Is my payment information stored on your servers?

Full credit card numbers, CVV codes, and bank details never touch our servers (Stripe). They're handled directly by our PCI-DSS Level 1 certified payment processor, which is the highest security standard in the credit-card industry. We store only a tokenized reference (so you can re-use a saved card if you opt in) and the last four digits for your receipt. If our systems were ever compromised, your card data would not be accessible because we don't have it.

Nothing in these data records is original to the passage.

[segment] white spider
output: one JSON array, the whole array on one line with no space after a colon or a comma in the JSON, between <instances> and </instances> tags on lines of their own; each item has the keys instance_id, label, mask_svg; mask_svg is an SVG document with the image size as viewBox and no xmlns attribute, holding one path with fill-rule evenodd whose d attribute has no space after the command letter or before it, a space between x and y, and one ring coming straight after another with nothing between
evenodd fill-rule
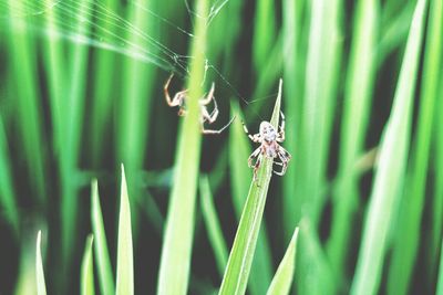
<instances>
[{"instance_id":1,"label":"white spider","mask_svg":"<svg viewBox=\"0 0 443 295\"><path fill-rule=\"evenodd\" d=\"M169 83L171 83L173 76L174 76L174 74L172 74L172 75L169 76L169 78L168 78L168 80L166 81L166 83L165 83L165 86L164 86L165 99L166 99L166 103L167 103L171 107L178 106L178 116L184 116L184 115L186 115L186 104L185 104L185 101L187 99L187 93L188 93L188 91L187 91L187 89L184 89L184 91L177 92L177 93L174 95L174 97L171 98L168 87L169 87ZM223 126L223 127L222 127L220 129L218 129L218 130L213 130L213 129L206 129L206 128L205 128L205 125L204 125L204 124L205 124L206 122L207 122L208 124L213 124L213 123L217 119L217 117L218 117L218 106L217 106L217 102L215 101L215 97L214 97L214 91L215 91L215 84L213 83L213 85L210 86L210 89L209 89L208 95L204 96L203 98L200 98L200 99L198 101L198 102L199 102L199 105L200 105L200 114L202 114L202 117L200 117L200 125L202 125L202 133L203 133L203 134L220 134L223 130L225 130L225 129L233 123L233 120L234 120L234 118L235 118L235 117L233 117L233 118L228 122L228 124L226 124L225 126ZM213 112L209 113L208 109L207 109L207 105L208 105L212 101L214 102L214 109L213 109Z\"/></svg>"},{"instance_id":2,"label":"white spider","mask_svg":"<svg viewBox=\"0 0 443 295\"><path fill-rule=\"evenodd\" d=\"M243 124L245 133L248 135L250 140L260 144L260 146L256 150L254 150L248 158L248 166L250 168L254 168L254 181L257 180L257 171L261 165L264 157L274 159L278 158L280 160L280 162L274 162L281 166L280 171L274 170L274 172L279 176L285 175L288 162L291 159L291 155L278 144L285 140L285 115L282 112L280 112L280 114L281 125L279 127L279 131L277 131L269 122L264 120L260 123L260 131L258 134L250 135L246 125ZM256 162L253 165L254 158L257 159Z\"/></svg>"}]
</instances>

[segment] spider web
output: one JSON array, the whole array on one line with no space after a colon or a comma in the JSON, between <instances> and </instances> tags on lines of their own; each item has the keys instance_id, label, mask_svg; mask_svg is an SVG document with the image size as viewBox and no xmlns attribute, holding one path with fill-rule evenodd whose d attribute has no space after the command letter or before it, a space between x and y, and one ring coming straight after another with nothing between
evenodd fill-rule
<instances>
[{"instance_id":1,"label":"spider web","mask_svg":"<svg viewBox=\"0 0 443 295\"><path fill-rule=\"evenodd\" d=\"M101 50L106 50L128 56L142 63L154 64L165 72L174 72L185 78L189 74L188 63L193 56L181 53L168 46L167 41L162 36L154 35L148 31L135 25L126 15L122 15L111 8L106 0L74 1L74 0L0 0L0 24L12 29L12 19L22 19L27 22L27 30L45 38L68 40ZM208 15L197 15L188 0L177 1L175 9L187 11L188 21L193 25L195 17L204 18L206 25L210 25L229 0L214 0L209 8ZM182 7L182 8L181 8ZM141 0L127 0L125 9L142 10L154 18L162 29L168 30L175 39L190 42L194 36L192 32L177 25L173 21L156 12L153 8L142 3ZM79 15L84 15L79 19ZM49 19L52 27L48 25ZM82 22L84 25L78 25ZM79 30L86 28L83 31ZM136 41L134 41L136 40ZM187 46L186 49L187 50ZM226 88L245 104L250 104L272 96L261 97L255 101L246 99L229 80L206 59L205 78L207 72L212 71ZM202 85L205 81L202 82Z\"/></svg>"}]
</instances>

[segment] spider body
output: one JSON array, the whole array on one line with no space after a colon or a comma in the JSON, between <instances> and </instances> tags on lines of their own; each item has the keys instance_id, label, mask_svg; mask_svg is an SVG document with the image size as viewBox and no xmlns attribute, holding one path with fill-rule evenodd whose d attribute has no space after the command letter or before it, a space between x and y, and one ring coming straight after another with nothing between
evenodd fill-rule
<instances>
[{"instance_id":1,"label":"spider body","mask_svg":"<svg viewBox=\"0 0 443 295\"><path fill-rule=\"evenodd\" d=\"M280 112L281 113L281 112ZM248 158L248 166L254 168L254 180L257 180L257 171L260 168L261 161L264 157L275 159L276 165L281 166L280 171L274 170L276 175L282 176L288 168L288 162L291 159L291 155L282 148L279 143L285 141L285 115L281 113L281 125L279 130L269 123L261 122L259 127L259 133L255 135L250 135L248 128L244 124L245 133L248 135L250 140L254 143L260 144L260 146L253 151L253 154ZM255 159L255 162L254 162ZM279 160L279 161L276 161Z\"/></svg>"},{"instance_id":2,"label":"spider body","mask_svg":"<svg viewBox=\"0 0 443 295\"><path fill-rule=\"evenodd\" d=\"M184 89L181 92L177 92L174 97L171 97L169 95L169 83L173 78L174 74L169 76L169 78L166 81L165 86L164 86L164 92L165 92L165 99L168 106L175 107L178 106L178 116L185 116L186 115L186 99L187 99L187 94L188 91ZM198 101L198 104L200 106L200 126L202 126L202 133L203 134L220 134L223 130L225 130L234 120L234 117L226 124L224 127L220 129L214 130L214 129L206 129L205 128L205 123L213 124L217 117L218 117L218 106L217 102L214 97L214 91L215 91L215 84L210 86L209 93L200 98ZM214 102L214 108L209 113L208 110L208 105L210 102Z\"/></svg>"}]
</instances>

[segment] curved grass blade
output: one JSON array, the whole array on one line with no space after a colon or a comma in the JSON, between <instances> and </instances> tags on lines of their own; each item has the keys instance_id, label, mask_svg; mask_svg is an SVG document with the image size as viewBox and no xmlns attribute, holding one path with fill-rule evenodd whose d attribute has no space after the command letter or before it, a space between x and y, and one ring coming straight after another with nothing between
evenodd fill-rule
<instances>
[{"instance_id":1,"label":"curved grass blade","mask_svg":"<svg viewBox=\"0 0 443 295\"><path fill-rule=\"evenodd\" d=\"M202 212L203 219L206 224L207 234L210 245L215 254L215 261L220 275L224 274L226 263L228 262L228 250L225 239L223 238L223 230L217 217L217 211L214 206L213 194L210 193L209 179L207 176L200 179L200 196L202 196Z\"/></svg>"},{"instance_id":2,"label":"curved grass blade","mask_svg":"<svg viewBox=\"0 0 443 295\"><path fill-rule=\"evenodd\" d=\"M181 125L176 151L174 187L168 204L158 275L157 293L161 295L186 294L189 278L202 141L198 98L203 95L207 29L206 18L202 15L207 15L207 12L208 1L197 0L195 38L190 49L194 59L190 62L189 96L186 101L188 112Z\"/></svg>"},{"instance_id":3,"label":"curved grass blade","mask_svg":"<svg viewBox=\"0 0 443 295\"><path fill-rule=\"evenodd\" d=\"M86 243L84 245L83 260L82 260L82 273L81 273L81 294L82 295L94 295L94 271L92 261L92 243L94 235L87 235Z\"/></svg>"},{"instance_id":4,"label":"curved grass blade","mask_svg":"<svg viewBox=\"0 0 443 295\"><path fill-rule=\"evenodd\" d=\"M233 103L233 115L240 115L238 103ZM246 197L249 190L250 168L245 165L251 152L249 138L245 135L241 122L233 123L229 130L229 165L230 165L230 182L233 186L233 202L238 220L241 217ZM250 283L248 291L251 295L262 294L271 282L271 257L267 236L266 224L261 224L258 233L257 249L254 255L254 262L250 268Z\"/></svg>"},{"instance_id":5,"label":"curved grass blade","mask_svg":"<svg viewBox=\"0 0 443 295\"><path fill-rule=\"evenodd\" d=\"M134 255L132 246L131 208L127 196L126 178L122 165L122 189L120 196L117 278L116 295L134 294Z\"/></svg>"},{"instance_id":6,"label":"curved grass blade","mask_svg":"<svg viewBox=\"0 0 443 295\"><path fill-rule=\"evenodd\" d=\"M269 59L276 39L275 2L258 0L256 8L255 32L253 44L253 61L255 69L260 72Z\"/></svg>"},{"instance_id":7,"label":"curved grass blade","mask_svg":"<svg viewBox=\"0 0 443 295\"><path fill-rule=\"evenodd\" d=\"M298 228L293 231L292 239L286 250L285 256L277 268L276 275L269 286L267 295L289 294L293 272L296 270L296 250L297 250Z\"/></svg>"},{"instance_id":8,"label":"curved grass blade","mask_svg":"<svg viewBox=\"0 0 443 295\"><path fill-rule=\"evenodd\" d=\"M18 233L19 212L10 169L7 136L0 116L0 208L4 209L7 220Z\"/></svg>"},{"instance_id":9,"label":"curved grass blade","mask_svg":"<svg viewBox=\"0 0 443 295\"><path fill-rule=\"evenodd\" d=\"M351 286L353 295L375 294L380 285L391 217L404 182L425 7L425 0L418 1L391 116L380 144L378 168Z\"/></svg>"},{"instance_id":10,"label":"curved grass blade","mask_svg":"<svg viewBox=\"0 0 443 295\"><path fill-rule=\"evenodd\" d=\"M297 294L338 294L339 277L330 267L316 228L308 218L300 221L299 228L300 238L297 245L299 254L296 271Z\"/></svg>"},{"instance_id":11,"label":"curved grass blade","mask_svg":"<svg viewBox=\"0 0 443 295\"><path fill-rule=\"evenodd\" d=\"M35 275L37 275L37 294L47 295L47 285L44 283L43 262L41 257L41 231L37 234L35 251Z\"/></svg>"},{"instance_id":12,"label":"curved grass blade","mask_svg":"<svg viewBox=\"0 0 443 295\"><path fill-rule=\"evenodd\" d=\"M281 104L280 80L278 96L272 112L270 123L277 128ZM274 159L265 157L257 173L257 180L250 183L249 193L246 199L236 238L229 254L228 264L223 277L219 294L245 294L248 283L250 266L256 250L258 232L260 230L262 213L270 178L272 176ZM245 162L246 165L246 162Z\"/></svg>"},{"instance_id":13,"label":"curved grass blade","mask_svg":"<svg viewBox=\"0 0 443 295\"><path fill-rule=\"evenodd\" d=\"M94 254L96 260L97 277L102 294L114 294L114 278L110 253L107 251L106 233L103 226L102 208L100 206L99 185L96 179L91 183L91 223L95 238Z\"/></svg>"},{"instance_id":14,"label":"curved grass blade","mask_svg":"<svg viewBox=\"0 0 443 295\"><path fill-rule=\"evenodd\" d=\"M440 252L440 271L439 271L439 282L436 284L436 295L443 295L443 240Z\"/></svg>"},{"instance_id":15,"label":"curved grass blade","mask_svg":"<svg viewBox=\"0 0 443 295\"><path fill-rule=\"evenodd\" d=\"M443 97L443 72L440 75L439 97ZM433 224L430 236L430 251L427 255L427 264L433 267L430 280L434 277L434 273L439 267L440 246L443 238L443 99L437 99L434 116L434 150L435 150L435 183L433 186L434 194L432 200L432 219ZM442 272L442 271L441 271Z\"/></svg>"},{"instance_id":16,"label":"curved grass blade","mask_svg":"<svg viewBox=\"0 0 443 295\"><path fill-rule=\"evenodd\" d=\"M416 252L422 240L420 238L422 235L421 221L425 202L434 105L437 99L439 74L442 73L442 1L431 1L416 138L395 230L388 276L388 294L405 294L408 292Z\"/></svg>"},{"instance_id":17,"label":"curved grass blade","mask_svg":"<svg viewBox=\"0 0 443 295\"><path fill-rule=\"evenodd\" d=\"M352 222L349 221L353 220L358 209L359 177L354 166L363 151L375 78L375 0L358 1L354 28L344 92L338 186L333 190L333 219L331 236L327 244L332 267L339 273L344 273L349 234L352 229Z\"/></svg>"}]
</instances>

Tokenization is the technical mechanism that makes saved-card functionality possible without storing actual card data. When you choose to save a card, the payment processor returns a token — a meaningless string that represents the card within their system — and we store the token instead of the card number. Future transactions reference the token, the processor looks it up against the actual card data they hold, and the charge proceeds. The token is useless to anyone outside our payment processor's system; even if our entire database were stolen, the tokens couldn't be used to charge cards anywhere else.

The architectural choice to keep card data outside our systems is part of why PCI compliance is meaningful rather than a checkbox. The strictest level of PCI-DSS compliance — Level 1 — applies to processors handling more than six million transactions per year and includes annual on-site audits, quarterly network scans, and continuous monitoring. Drivers worried about payment security on online platforms can specifically ask any provider whether they store card data on their own servers; the right answer is "no, we use a tokenized PCI-compliant processor." Any other answer is a sign the provider has a structurally weaker payment security posture.